Think about what energises you and try to incorporate that in some small way into your work days, especially your longer days!
Post # 13
That’s a big jump. You will be tired at first, but you’ll get used to it. Try and get into a routine ASAP with sleeping/being organized for work etc, and as PPs have said, incorporate that chill time. Do not underestimate how important that is. Everyone is different, but if you are finding it too much, you might have to cut down on the volunteering or stop altogether. You can play that by ear though
Realistically in the longer term, you shouldn’t have any problems as it’s not really an extreme amount of hours- there are many, many people out there (myself included) who work much longer hours and do just fine. As I said, it’s all about getting into a pattern.
Congratulations on your work, and I hope you take to working full time like a duck to water 🙂
Post # 14
Thanks bees! I will need to talk to my supervisor at the charity to prepare for possibly cutting back.
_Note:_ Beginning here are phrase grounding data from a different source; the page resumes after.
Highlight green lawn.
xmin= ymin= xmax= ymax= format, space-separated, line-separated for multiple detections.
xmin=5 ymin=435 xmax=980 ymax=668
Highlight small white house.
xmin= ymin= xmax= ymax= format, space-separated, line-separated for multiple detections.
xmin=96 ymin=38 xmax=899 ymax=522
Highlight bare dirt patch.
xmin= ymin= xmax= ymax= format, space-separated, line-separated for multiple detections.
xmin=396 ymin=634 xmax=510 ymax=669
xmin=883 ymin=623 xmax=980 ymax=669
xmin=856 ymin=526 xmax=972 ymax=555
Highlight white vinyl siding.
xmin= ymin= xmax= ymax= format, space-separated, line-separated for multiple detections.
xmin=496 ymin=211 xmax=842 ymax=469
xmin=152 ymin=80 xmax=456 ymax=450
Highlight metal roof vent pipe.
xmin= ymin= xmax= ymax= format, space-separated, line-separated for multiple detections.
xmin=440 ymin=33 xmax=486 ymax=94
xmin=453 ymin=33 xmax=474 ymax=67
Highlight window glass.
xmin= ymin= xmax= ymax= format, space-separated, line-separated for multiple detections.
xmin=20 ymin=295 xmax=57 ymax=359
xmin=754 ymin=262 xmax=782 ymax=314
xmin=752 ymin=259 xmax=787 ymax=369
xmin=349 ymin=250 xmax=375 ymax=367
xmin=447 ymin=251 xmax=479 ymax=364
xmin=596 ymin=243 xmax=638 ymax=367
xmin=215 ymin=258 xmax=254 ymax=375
Because of my hours I wouldn’t be able to do both on one day. Also there is maybe one volunteer for each weekday, sometimes not even then. There is another volunteer on my day who comes in every second week or sometimes less than that. I enjoy the volunteering plus they really do need me and I have been there for two years almost. I feel a strong loyalty to them, particularly for giving me the chance and helping me expand my skill set.
Thank you all for the advice, particularly about making sure I have ‘chill time’. It is definitely important! My psychologist suggested I create a timetable so I can manage myself and my days. I think it’s probably a good idea for me. Though I am good at making them, I’m not very good at sticking to them. Except for work hours of course.
Post # 15
I think a time table is a great idea! Having a routine makes a HUGE difference for me. You find small ways to trim down small amounts of time that really add up – like combining certain errands, or doing them on your lunch break, making phonecalls while commuting (hands free of course) etc. You’d be surprised what you can get used to when you make it part of a systematic routine. The less time you have to think about whether or not you should do something the better.
That said – listen to your body and know when you need a break! If you can take a week off of volunteering now and then it will make a big difference. It’s way easier to really go hard at something if you know you’re going to get a bit of a break soon.